Photo by Walid Amghar on Unsplash

A Review Of Nuance Mix Conversational AI Platform

And How It Can Be Used To Quickly Create & Maintain Exceptional Customer Experience

Cobus Greyling
9 min readApr 12, 2022

--

And Why I Fits Perfectly Into Microsoft’s Current Conversational AI Environment

Introduction

On 4 March 2022 Microsoft made the announcement that the acquisition of Nuance has reached completion.

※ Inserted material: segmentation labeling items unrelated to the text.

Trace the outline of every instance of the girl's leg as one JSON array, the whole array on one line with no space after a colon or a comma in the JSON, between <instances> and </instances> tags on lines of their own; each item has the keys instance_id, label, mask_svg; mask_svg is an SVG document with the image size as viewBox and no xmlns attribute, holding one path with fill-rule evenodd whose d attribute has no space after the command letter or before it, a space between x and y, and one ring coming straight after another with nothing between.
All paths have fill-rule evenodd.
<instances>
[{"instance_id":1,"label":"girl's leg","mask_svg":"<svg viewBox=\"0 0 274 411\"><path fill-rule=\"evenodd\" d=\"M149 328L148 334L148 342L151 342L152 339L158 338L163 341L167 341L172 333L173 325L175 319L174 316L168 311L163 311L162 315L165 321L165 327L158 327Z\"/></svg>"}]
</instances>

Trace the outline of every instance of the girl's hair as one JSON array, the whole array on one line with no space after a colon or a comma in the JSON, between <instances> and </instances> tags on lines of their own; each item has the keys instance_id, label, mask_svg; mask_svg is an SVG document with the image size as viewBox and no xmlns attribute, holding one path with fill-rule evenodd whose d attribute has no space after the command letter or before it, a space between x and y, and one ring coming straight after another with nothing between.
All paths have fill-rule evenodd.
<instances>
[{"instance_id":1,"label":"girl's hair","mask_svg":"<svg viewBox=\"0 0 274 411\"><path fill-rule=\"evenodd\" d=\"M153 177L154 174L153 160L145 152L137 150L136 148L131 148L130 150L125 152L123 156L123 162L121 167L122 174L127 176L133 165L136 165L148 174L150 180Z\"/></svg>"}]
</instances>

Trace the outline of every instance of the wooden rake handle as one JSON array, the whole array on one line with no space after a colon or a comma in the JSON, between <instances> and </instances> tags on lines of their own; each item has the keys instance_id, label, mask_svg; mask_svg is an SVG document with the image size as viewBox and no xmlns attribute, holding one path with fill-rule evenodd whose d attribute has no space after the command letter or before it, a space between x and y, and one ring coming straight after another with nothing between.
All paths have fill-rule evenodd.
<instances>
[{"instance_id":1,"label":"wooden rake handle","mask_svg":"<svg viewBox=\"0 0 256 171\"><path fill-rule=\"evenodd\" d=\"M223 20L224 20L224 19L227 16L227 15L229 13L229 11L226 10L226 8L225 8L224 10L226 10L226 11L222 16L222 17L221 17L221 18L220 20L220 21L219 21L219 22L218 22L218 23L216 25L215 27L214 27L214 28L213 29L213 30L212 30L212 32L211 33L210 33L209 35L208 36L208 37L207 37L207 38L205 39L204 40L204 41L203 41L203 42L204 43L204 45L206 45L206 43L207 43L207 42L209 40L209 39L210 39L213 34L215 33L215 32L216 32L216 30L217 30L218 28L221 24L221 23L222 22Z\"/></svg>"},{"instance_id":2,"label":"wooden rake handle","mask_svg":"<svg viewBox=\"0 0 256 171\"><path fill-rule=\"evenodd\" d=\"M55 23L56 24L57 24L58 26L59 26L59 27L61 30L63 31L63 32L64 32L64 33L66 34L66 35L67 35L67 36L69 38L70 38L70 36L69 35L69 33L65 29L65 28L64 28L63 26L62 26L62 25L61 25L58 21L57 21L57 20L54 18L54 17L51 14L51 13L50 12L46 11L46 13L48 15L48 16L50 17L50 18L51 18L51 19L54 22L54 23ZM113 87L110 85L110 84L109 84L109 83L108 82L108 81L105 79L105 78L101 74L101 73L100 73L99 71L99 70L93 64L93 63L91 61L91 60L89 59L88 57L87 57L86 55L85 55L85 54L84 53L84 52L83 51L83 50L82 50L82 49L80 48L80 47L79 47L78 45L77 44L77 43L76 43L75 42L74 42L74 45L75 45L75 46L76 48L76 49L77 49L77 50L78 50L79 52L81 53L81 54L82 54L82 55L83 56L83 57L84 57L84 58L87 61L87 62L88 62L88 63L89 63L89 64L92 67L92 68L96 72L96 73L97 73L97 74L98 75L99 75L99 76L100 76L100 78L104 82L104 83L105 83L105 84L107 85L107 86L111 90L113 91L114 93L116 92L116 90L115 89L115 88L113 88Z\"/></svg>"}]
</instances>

Nuance has been seen by many as having missed the boat on Conversational AI. Commentators saw Nuance as marginalised as the veteran in an industry they should have dominated.

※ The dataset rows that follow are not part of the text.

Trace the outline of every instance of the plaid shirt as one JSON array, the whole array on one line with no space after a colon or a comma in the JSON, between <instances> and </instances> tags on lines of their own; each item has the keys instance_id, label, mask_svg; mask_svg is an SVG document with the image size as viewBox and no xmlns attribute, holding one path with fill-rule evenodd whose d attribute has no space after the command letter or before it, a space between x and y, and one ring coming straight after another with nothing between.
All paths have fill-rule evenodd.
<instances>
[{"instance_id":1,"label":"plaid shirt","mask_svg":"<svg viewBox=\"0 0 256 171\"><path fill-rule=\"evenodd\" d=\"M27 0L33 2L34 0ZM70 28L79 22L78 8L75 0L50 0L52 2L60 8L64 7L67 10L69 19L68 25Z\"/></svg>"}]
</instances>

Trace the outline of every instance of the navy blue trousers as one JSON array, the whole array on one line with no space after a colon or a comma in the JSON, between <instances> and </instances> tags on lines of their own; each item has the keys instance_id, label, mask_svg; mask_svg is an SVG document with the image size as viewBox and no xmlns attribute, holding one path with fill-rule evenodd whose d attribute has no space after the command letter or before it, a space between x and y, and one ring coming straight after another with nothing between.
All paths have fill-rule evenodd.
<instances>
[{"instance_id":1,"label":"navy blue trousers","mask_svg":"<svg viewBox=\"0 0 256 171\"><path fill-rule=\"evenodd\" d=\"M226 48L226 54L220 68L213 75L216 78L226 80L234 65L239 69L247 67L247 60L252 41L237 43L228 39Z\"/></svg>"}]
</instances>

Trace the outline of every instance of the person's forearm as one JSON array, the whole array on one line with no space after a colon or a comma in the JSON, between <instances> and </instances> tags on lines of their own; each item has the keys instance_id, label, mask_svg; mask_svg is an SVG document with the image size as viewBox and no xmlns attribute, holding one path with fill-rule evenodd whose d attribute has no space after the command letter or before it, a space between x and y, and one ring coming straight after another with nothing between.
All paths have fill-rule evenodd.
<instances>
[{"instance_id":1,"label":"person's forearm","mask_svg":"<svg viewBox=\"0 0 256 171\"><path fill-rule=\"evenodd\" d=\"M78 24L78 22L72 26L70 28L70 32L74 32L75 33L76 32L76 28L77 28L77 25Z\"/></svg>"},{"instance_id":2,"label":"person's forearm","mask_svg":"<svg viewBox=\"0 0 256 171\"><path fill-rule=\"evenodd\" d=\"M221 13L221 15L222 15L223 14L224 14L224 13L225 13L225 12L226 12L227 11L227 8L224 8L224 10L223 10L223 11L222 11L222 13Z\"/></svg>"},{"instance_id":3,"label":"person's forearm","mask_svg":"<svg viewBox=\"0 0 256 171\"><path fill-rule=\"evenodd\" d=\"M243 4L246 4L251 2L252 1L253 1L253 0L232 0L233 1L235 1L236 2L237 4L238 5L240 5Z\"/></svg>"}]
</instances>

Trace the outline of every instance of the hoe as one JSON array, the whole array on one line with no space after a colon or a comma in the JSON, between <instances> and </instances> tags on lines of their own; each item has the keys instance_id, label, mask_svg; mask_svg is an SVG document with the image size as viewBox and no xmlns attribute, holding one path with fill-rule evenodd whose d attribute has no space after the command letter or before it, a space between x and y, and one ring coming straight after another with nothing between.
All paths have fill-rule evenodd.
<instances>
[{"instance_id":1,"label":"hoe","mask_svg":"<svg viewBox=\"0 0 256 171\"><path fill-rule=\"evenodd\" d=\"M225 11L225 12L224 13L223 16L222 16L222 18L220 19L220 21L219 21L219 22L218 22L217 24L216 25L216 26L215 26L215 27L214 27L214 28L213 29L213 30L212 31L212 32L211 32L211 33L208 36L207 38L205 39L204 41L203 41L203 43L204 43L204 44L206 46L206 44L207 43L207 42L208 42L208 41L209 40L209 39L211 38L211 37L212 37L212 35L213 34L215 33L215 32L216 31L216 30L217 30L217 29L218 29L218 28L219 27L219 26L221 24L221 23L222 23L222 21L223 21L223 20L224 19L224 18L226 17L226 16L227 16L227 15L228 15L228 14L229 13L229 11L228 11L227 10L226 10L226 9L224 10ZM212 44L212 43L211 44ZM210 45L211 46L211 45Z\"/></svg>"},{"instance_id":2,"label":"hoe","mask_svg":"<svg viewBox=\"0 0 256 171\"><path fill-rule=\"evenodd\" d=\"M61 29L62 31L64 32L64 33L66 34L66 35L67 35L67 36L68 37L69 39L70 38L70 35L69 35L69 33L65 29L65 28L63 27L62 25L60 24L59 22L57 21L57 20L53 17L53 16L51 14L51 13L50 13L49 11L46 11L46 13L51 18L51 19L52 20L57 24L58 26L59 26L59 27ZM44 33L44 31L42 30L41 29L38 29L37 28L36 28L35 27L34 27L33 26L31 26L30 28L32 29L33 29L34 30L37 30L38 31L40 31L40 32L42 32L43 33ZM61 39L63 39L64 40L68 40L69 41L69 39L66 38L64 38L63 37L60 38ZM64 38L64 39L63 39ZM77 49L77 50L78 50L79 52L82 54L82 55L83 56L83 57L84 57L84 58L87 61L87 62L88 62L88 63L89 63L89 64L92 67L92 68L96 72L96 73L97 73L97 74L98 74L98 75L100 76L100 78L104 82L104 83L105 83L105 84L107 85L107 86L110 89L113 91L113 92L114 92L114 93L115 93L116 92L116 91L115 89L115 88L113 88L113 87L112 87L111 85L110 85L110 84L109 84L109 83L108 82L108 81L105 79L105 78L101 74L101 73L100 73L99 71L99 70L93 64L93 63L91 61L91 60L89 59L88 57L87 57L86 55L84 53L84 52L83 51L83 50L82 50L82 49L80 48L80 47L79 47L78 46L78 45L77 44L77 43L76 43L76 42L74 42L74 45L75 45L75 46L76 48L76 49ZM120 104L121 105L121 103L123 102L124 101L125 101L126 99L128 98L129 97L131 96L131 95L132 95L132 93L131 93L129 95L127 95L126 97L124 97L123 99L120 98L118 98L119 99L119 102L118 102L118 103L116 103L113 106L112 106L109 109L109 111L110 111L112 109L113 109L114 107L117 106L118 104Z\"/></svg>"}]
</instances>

But this changed due to two reasons:

  • The Microsoft acquisition
  • Nuance Mix

February 2020 saw the beta release of Nuance Mix, and looking at their release notes, there has been a steady cadence of 2 to 3 releases per month. This level of activity and development speaks of continued value delivery and investment into an already astounding product.

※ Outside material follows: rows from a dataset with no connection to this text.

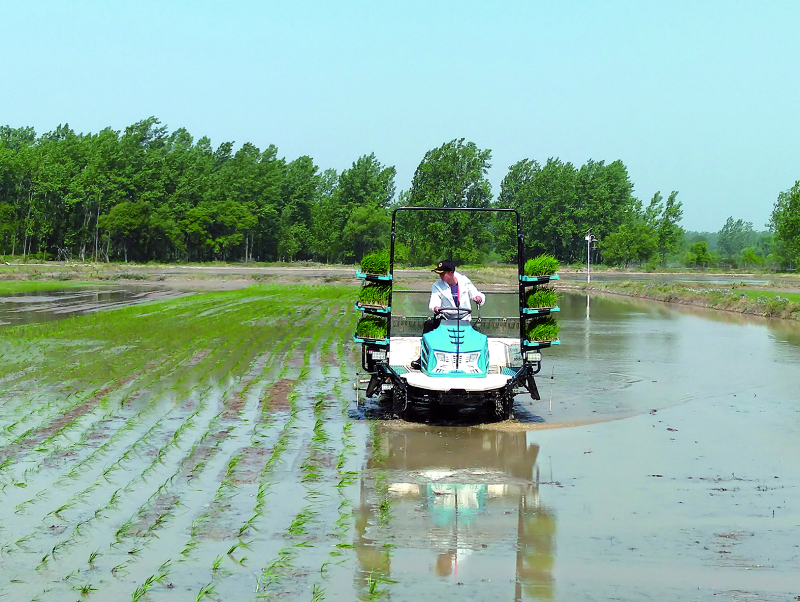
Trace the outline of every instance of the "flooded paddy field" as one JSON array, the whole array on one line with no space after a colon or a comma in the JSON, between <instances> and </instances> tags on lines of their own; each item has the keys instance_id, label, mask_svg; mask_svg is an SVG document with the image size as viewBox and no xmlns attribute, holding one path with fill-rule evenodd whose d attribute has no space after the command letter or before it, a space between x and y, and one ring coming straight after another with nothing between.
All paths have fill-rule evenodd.
<instances>
[{"instance_id":1,"label":"flooded paddy field","mask_svg":"<svg viewBox=\"0 0 800 602\"><path fill-rule=\"evenodd\" d=\"M180 295L164 287L112 284L3 292L0 293L0 326L62 320Z\"/></svg>"},{"instance_id":2,"label":"flooded paddy field","mask_svg":"<svg viewBox=\"0 0 800 602\"><path fill-rule=\"evenodd\" d=\"M356 407L354 296L0 329L0 600L800 595L797 324L566 295L543 400L439 426Z\"/></svg>"}]
</instances>

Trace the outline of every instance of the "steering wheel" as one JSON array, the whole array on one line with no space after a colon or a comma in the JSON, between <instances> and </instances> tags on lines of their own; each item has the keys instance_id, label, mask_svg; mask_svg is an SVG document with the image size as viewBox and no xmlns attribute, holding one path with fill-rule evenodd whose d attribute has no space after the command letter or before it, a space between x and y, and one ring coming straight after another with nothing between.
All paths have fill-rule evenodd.
<instances>
[{"instance_id":1,"label":"steering wheel","mask_svg":"<svg viewBox=\"0 0 800 602\"><path fill-rule=\"evenodd\" d=\"M445 314L445 312L447 312L447 314ZM456 314L455 317L452 317L453 313ZM443 307L439 310L440 315L445 314L444 317L446 320L463 320L471 313L472 310L466 307Z\"/></svg>"}]
</instances>

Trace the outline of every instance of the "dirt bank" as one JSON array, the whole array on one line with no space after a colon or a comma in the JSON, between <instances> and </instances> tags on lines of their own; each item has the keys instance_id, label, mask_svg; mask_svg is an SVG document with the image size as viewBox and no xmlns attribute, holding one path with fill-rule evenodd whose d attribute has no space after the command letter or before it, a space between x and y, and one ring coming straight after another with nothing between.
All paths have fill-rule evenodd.
<instances>
[{"instance_id":1,"label":"dirt bank","mask_svg":"<svg viewBox=\"0 0 800 602\"><path fill-rule=\"evenodd\" d=\"M797 290L733 284L713 286L698 283L660 284L655 282L592 282L583 284L562 283L561 290L592 291L653 299L665 303L694 305L741 314L800 320L800 302L793 300ZM756 295L748 294L755 292ZM790 298L791 296L792 298Z\"/></svg>"}]
</instances>

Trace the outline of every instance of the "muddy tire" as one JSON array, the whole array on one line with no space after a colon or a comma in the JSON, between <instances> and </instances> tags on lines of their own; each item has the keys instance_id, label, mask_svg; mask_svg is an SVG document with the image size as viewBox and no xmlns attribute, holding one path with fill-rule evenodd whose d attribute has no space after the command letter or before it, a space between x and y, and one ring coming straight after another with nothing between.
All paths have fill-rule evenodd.
<instances>
[{"instance_id":1,"label":"muddy tire","mask_svg":"<svg viewBox=\"0 0 800 602\"><path fill-rule=\"evenodd\" d=\"M511 394L498 395L495 400L495 415L500 420L508 420L514 413L514 396Z\"/></svg>"}]
</instances>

When creating a project in Nuance Mix, three standard options are available, IVR, Digital Virtual Assistant in text orvoice. The required mediums can be selected, for instance TTS, DTMF and Interactivity (which is visual design affordances). The ASR portion is setup at a later stage, if required.

As seen above, when creating a project in Nuance Mix, three standard options are available, IVR, Digital Virtual Assistant text or voice. The required mediums can be selected, for instance TTS, DTMF and Interactivity (which is visual design affordances).

Nuance Mix is a complete, cloud based, SaaS solution, with all the required components to be considered as an end-to-end Conversational AI implementation. Key elements constituting Nuance Mix are:

  1. Dialog State Management & Development environment.
  2. NLU component (Intents & Entities)
  3. Analytics & Reporting
  4. Text-To-Speech (Speech Synthesis)
  5. Speech-To-Text (ASR, Automatic Speech Recognition)

Nuance Mix Is Addressing Microsoft’s Biggest Vulnerability In Conversational AI — Dialog State Development & Management

Nuance Mix has the added advantage now of leveraging Azure Cloud to augment their presence and negate any latency concerns.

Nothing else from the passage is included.